Leonard Shlain's "The Alphabet Versus The Goddess" book identifies that women's-rights simply doesn't get much of anywhere, in language/cultures which speak more-gendered language.

ie Anglo cultures have more women's-rights than Latin cultures, with their gendered-language.

That is consistent, & durable.

It gave me dispair for human potential, when I discovered that many language-families program people into genderizing everything, & locking "validity", in establishment's eyes, from "female".
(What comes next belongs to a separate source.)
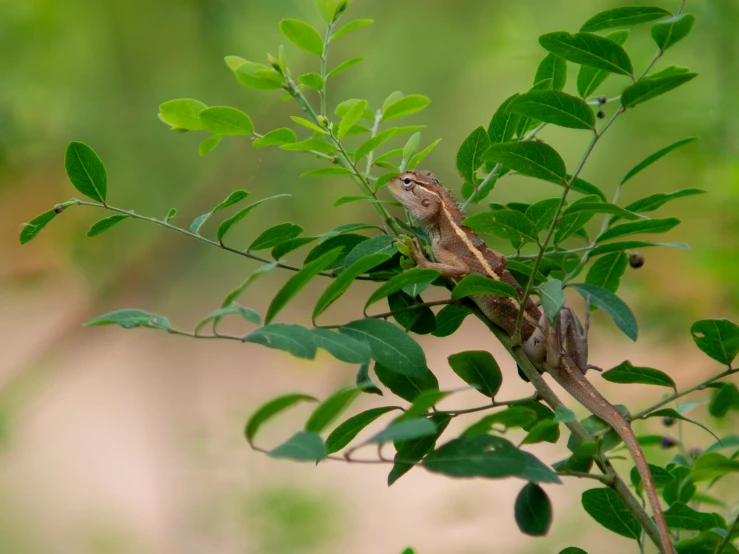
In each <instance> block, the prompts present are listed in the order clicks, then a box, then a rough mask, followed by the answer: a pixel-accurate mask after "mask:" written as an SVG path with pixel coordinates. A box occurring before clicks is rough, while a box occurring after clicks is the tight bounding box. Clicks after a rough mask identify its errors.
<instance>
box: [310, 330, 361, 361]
mask: <svg viewBox="0 0 739 554" xmlns="http://www.w3.org/2000/svg"><path fill="white" fill-rule="evenodd" d="M313 338H314V339H315V341H316V346H318V347H319V348H323V349H324V350H326V351H327V352H329V353H330V354H331V355H332V356H333V357H334V358H336V359H337V360H341V361H342V362H346V363H348V364H366V363H367V362H369V360H370V350H369V348H368V347H367V345H366V344H365V343H363V342H359V341H358V340H356V339H353V338H351V337H350V336H348V335H343V334H341V333H337V332H336V331H331V330H329V329H319V328H315V329H313Z"/></svg>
That isn't going to change.

Which means that humankind is less-likely to endure The Great Filter, this century.

The "shackles binding our Potential" are too strong, and too strongly-valued, for humankind to break, enough?

It looks more & more like this is the case.


See the fallacy of wrong-framing, and understand that all human languages are wrong-framing something.

Each language is better at some things, but worse at others, and incapable of some concept-expressing...

That alters our viability, planet-scale.


In "The Design Of Everyday Things", it noted that we've a species-wide mental-defect:

When we do something, and it doesn't work, instead of agilely changing-what-we're-doing, we do what we already-were-doing, MORE FORCEFULLY.

That is why I ditched Emacs for Vim: Vim keeps hitting one on the head with one's not-changing-levels, thereby conditioning one's mind into the habit of changing-levels, counter to that innate species-wide ignorance/incompetence.

Morass-of-capability ( emacs ) was fun, but I NEED to be able to see what need be seen, need to be able to think what need be thunk, etc, and not-changing-levels is an already-known-incompetence?

And I'm autistic? ( making that much worse, with woodenheadedness/monotropism )

Vim forces the change in mental-habit.


Some equivalent is going to be required, species-wide, to force-change our language, in order to make our viability more-likely, XOR our conditioned mental-habit is going to sink a greater percentage of our species' life, this century.


Oh, & Temple Grandin's thinking in movies nuked the entire "without language, thinking cannot happen" school of philosophy, didn't it?